Technology transfer company Aquila, together with Clustered Systems, has delivered Aquarius, a liquid-cooled supercomputing system built in standard Open Compute Project (OCP) racks.
The racks, first announced last year, are now available to order, and will be on show at DatacenterDynamics’ Colo + Cloud event this month in Dallas. The system adds liquid cooling from Clustered Systems to OCP standard Open Racks. The cold plate system can remove the heat from high temperature servers while allowing them to be easily removed and changed, providing high density high-performance computing (HPC) “without trade-offs”.
“The drive towards Exascale computing requires cooling the next generation of extremely hot CPUs, while staying within a manageable power envelope,” said Bob Bolz, HPC and data center business development at Aquila. “Liquid cooling holds the key.”
The system uses warm water to cool the servers, and reduces the cooling budget to less than five percent of the data center cost. Using a fixed cold plate instead of running liquid to individual heatsinks, the system addresses two barriers to water cooling: reliability and re-use.
By keeping the cooling to a separate circuit with a cold-plate, the system minimizes the us of plastic hoses for piping water and the need to change that piping with any system upgrades. There are no water pipes or plastic hoses near the processors, and water leaks are minimized. Effective and stable cooling for the servers should actually reduce the failure rate of the chips in the servers, Aquila claims.

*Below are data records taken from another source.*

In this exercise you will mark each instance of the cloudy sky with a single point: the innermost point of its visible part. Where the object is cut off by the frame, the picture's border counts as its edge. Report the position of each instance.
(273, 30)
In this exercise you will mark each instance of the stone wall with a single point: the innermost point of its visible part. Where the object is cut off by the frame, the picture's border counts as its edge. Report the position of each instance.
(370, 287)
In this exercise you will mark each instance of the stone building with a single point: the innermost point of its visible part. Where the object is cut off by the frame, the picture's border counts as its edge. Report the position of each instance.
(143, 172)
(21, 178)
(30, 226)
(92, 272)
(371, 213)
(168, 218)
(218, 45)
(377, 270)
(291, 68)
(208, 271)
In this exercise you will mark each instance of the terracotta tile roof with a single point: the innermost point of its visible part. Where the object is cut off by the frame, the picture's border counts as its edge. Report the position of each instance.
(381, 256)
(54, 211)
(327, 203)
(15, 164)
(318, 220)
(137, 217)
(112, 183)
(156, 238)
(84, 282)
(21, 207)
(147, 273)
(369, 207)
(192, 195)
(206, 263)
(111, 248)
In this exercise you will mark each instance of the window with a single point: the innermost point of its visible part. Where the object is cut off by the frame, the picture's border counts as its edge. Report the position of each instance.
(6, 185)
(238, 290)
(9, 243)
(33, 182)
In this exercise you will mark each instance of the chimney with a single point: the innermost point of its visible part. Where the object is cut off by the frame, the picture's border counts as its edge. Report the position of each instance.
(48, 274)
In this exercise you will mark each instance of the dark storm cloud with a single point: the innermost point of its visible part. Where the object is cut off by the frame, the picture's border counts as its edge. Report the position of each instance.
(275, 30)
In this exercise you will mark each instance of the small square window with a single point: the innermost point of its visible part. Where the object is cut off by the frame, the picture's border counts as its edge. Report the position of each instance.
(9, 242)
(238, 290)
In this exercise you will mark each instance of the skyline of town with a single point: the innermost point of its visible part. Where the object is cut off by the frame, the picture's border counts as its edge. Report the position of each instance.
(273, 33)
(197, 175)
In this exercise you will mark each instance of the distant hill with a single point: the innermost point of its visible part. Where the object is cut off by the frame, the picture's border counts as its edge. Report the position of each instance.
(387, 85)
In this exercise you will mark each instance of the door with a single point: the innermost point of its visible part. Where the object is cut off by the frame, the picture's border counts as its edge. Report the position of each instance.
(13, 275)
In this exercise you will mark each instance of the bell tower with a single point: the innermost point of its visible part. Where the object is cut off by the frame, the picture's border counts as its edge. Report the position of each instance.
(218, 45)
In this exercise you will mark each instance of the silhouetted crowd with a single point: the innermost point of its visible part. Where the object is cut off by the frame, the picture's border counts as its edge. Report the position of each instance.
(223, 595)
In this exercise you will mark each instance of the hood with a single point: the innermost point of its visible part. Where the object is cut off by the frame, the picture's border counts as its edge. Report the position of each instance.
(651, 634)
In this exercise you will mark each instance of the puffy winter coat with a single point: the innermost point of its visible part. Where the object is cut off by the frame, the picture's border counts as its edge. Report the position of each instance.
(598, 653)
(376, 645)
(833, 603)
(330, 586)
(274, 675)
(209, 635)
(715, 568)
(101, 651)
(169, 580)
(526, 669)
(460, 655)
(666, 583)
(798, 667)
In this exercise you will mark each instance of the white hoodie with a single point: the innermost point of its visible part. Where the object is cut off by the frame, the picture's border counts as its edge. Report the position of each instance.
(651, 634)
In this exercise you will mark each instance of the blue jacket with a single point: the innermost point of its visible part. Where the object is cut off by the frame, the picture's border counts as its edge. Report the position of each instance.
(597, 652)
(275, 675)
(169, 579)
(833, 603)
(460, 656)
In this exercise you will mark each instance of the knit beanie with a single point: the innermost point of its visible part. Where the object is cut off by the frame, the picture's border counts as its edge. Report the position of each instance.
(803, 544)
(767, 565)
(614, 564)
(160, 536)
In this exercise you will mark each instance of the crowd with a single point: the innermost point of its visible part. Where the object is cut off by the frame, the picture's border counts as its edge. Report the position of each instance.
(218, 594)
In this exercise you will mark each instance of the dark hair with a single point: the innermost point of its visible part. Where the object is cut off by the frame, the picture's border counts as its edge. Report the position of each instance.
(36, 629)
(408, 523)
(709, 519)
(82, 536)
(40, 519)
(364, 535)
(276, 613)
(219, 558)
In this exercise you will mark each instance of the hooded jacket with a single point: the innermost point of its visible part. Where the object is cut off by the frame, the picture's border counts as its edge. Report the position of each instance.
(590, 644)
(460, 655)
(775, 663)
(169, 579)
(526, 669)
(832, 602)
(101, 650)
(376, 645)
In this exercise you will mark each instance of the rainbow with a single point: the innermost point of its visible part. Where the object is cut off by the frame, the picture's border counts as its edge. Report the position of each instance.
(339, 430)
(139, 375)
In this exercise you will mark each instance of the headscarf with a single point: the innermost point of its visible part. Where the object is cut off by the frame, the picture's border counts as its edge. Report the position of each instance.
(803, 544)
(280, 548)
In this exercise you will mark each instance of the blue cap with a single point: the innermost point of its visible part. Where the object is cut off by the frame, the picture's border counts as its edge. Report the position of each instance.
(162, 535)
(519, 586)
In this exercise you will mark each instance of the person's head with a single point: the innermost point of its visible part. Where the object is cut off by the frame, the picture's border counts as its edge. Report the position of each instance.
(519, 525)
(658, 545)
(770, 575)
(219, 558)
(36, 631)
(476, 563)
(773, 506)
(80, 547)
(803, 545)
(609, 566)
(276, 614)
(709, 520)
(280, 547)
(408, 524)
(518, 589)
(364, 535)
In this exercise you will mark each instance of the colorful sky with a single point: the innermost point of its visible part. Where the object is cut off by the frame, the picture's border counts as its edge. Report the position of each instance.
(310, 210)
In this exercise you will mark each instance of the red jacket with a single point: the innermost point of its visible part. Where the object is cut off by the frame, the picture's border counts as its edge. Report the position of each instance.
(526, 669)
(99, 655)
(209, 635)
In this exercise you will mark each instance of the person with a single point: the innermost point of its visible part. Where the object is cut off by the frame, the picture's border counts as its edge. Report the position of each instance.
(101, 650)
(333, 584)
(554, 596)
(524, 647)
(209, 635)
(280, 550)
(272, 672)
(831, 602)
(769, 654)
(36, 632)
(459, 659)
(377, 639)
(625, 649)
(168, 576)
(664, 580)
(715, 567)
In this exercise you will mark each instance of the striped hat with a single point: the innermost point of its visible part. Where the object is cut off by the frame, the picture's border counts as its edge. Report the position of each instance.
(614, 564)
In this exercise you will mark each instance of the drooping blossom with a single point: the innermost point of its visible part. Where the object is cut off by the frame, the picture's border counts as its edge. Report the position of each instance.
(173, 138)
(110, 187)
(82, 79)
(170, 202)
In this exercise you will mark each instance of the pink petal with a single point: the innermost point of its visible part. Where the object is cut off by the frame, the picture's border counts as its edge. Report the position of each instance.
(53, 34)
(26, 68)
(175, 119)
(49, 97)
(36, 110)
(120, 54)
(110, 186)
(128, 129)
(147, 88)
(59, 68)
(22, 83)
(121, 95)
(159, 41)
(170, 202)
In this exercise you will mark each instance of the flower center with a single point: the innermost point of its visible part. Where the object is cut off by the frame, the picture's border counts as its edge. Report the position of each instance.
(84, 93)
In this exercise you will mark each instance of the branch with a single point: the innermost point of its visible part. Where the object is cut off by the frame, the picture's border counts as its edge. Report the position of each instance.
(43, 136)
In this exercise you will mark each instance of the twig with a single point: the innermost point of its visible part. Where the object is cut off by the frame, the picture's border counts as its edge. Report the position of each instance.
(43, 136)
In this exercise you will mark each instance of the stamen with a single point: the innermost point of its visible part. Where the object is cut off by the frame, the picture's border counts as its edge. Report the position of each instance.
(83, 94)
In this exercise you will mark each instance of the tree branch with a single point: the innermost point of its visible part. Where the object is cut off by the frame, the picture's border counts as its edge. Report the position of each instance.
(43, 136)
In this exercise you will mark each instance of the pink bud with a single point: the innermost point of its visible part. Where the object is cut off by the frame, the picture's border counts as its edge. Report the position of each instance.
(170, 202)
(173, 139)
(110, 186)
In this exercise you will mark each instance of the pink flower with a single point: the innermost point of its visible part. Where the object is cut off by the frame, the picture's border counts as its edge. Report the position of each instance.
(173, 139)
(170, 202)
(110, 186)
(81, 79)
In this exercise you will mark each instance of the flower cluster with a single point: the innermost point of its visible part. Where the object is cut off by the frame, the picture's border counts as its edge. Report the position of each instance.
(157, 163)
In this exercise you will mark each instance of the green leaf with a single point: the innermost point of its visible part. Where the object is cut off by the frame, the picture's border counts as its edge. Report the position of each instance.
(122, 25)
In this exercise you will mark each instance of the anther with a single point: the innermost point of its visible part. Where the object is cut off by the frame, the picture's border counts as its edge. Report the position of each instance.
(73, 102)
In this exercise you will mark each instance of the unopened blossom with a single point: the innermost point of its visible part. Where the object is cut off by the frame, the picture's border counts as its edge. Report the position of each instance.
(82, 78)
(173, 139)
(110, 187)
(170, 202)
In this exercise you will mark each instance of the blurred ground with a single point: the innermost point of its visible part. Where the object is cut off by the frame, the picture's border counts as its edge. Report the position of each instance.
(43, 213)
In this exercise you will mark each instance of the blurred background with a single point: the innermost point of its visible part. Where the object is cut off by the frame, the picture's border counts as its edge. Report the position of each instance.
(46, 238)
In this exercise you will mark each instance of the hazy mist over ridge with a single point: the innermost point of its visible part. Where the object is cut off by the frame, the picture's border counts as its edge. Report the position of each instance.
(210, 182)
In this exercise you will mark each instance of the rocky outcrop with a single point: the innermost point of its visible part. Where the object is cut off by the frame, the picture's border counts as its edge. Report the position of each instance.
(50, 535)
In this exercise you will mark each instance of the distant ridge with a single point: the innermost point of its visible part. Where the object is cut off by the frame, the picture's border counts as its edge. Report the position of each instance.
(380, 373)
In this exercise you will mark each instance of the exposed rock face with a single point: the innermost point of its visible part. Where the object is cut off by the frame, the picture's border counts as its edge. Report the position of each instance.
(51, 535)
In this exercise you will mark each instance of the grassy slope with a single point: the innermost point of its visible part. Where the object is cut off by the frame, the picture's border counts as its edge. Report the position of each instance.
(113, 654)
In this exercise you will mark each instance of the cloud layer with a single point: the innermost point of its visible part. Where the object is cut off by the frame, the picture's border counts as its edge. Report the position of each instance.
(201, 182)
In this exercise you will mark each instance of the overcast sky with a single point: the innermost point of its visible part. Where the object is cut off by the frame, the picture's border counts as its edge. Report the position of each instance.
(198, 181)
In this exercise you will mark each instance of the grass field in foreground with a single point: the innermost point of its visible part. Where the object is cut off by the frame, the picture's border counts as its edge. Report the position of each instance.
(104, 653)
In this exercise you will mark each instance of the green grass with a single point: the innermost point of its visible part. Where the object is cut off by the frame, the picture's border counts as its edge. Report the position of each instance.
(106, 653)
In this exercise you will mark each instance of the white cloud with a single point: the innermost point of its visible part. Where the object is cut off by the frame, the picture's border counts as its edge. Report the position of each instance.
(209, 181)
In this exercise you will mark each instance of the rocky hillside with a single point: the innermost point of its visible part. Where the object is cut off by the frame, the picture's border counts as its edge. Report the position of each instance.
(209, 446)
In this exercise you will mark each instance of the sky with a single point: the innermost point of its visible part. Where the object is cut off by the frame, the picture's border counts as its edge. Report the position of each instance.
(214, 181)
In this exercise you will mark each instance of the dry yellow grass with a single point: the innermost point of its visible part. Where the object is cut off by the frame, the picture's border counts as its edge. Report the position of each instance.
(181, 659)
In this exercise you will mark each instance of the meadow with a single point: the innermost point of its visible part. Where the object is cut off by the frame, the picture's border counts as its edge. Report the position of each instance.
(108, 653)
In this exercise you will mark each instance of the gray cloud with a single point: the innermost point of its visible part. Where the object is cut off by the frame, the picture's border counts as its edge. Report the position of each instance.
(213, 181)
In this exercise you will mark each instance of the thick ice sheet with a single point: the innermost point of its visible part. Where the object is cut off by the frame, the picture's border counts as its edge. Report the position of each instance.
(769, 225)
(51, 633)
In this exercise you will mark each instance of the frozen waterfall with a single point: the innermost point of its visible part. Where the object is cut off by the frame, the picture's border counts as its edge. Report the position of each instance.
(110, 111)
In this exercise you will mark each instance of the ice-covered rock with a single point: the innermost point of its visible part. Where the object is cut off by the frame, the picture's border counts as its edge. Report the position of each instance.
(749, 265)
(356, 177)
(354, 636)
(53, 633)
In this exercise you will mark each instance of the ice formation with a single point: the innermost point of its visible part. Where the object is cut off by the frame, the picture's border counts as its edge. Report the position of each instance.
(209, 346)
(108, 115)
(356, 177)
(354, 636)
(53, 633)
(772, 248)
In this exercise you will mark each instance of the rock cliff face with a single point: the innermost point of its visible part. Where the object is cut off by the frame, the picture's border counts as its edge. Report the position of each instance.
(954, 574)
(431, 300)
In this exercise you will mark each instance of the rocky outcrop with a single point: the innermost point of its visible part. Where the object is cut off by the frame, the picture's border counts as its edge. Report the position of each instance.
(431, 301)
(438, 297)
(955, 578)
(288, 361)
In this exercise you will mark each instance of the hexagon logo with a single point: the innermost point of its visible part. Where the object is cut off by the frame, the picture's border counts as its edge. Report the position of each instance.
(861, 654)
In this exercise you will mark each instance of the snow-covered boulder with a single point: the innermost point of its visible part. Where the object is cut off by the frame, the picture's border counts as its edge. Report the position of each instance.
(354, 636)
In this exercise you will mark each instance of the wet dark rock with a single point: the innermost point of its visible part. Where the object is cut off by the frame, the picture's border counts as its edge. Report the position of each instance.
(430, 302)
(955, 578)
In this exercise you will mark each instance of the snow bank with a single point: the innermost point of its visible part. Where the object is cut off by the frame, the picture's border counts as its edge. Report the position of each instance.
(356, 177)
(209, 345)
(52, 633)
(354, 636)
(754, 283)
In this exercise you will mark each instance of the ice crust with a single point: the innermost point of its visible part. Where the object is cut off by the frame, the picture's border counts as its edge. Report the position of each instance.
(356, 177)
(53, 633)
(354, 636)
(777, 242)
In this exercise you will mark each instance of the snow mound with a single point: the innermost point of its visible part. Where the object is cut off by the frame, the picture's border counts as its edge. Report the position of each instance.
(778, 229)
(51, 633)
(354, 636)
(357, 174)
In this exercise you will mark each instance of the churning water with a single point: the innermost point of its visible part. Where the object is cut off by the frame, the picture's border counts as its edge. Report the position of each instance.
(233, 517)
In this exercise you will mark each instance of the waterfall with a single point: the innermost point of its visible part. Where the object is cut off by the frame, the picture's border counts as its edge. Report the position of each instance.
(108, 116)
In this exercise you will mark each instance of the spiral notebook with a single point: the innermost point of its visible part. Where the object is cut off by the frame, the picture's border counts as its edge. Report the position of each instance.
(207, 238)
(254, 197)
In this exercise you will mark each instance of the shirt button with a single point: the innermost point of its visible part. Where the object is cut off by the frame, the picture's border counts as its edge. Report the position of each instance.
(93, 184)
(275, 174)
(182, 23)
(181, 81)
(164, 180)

Hot-swappable boards are supported by the OCP architecture, with a hot swap power board designed by Aquila to block any power spikes that may cause instability while adding or removing servers.
Other systems with complex cooling circuits have hit problems because dissimilar metals in the circuit have caused corrosion, Bolz said. The more simple Aquila design eliminates this problem.
The cold plate also means that existing off-the-shelf hardware needs only minimal changes to fit the new system: the servers have to contact the cold plate. Warm water in the data center, such as the exhaust from existing rear door chiller systems can be used as input, so no additional cooling infrastructure is required to expand compute capacity.
It can take as much power to cool servers as it does to run them, so the system might offer up to 50 percent energy savings on the server power envelope, and pay for itself in one year, Bolz told DCD. Assuming enough power is available to the rack, the system can increase server density by a factor of five or ten. The system also eliminates all fans and individual power supplies.
“Compute power requirements for HPC, mobility, OpenStack, and SDN data center applications continue to escalate the need for solutions that address density,“ said Phil Hughes, Clustered Systems CEO. “And data centers cooled with air in a conventional fashion have fundamental restrictions on power density. Warm water liquid cooling has none of these restrictions and can be packed very densely, without a need for specialized building.
Better than the rest?
Although the design uses the standard OCP rack, which is open source hardware, it’s built as a modular insert, so there’s no requirement for Aquila and Clustered Systems to open source the specs. The system allows twelve cold plates in each OCP modular insert, each cooling three servers, which allows 108 servers per rack. It supports a standard Intel 6.4in board, with any E5-2600V3V4 Xeon processor.
The system can cool up to 100kW per rack, which is higher than competitors such as CoolIT, Bolz said. It also supports more servers than Penguin’s Tundra, which uses an Asetek cooling system, he said.
As well as traditional supercomputing applications, the system could allow remotely managed closet-sized supercomputers, located where edge computing demands them. because it does not need a data center environment, Bolz said. The company is investigating liquid-cooled switches and power supplies as well as the servers.
Production units will be shipping this quarter (Q4 2016).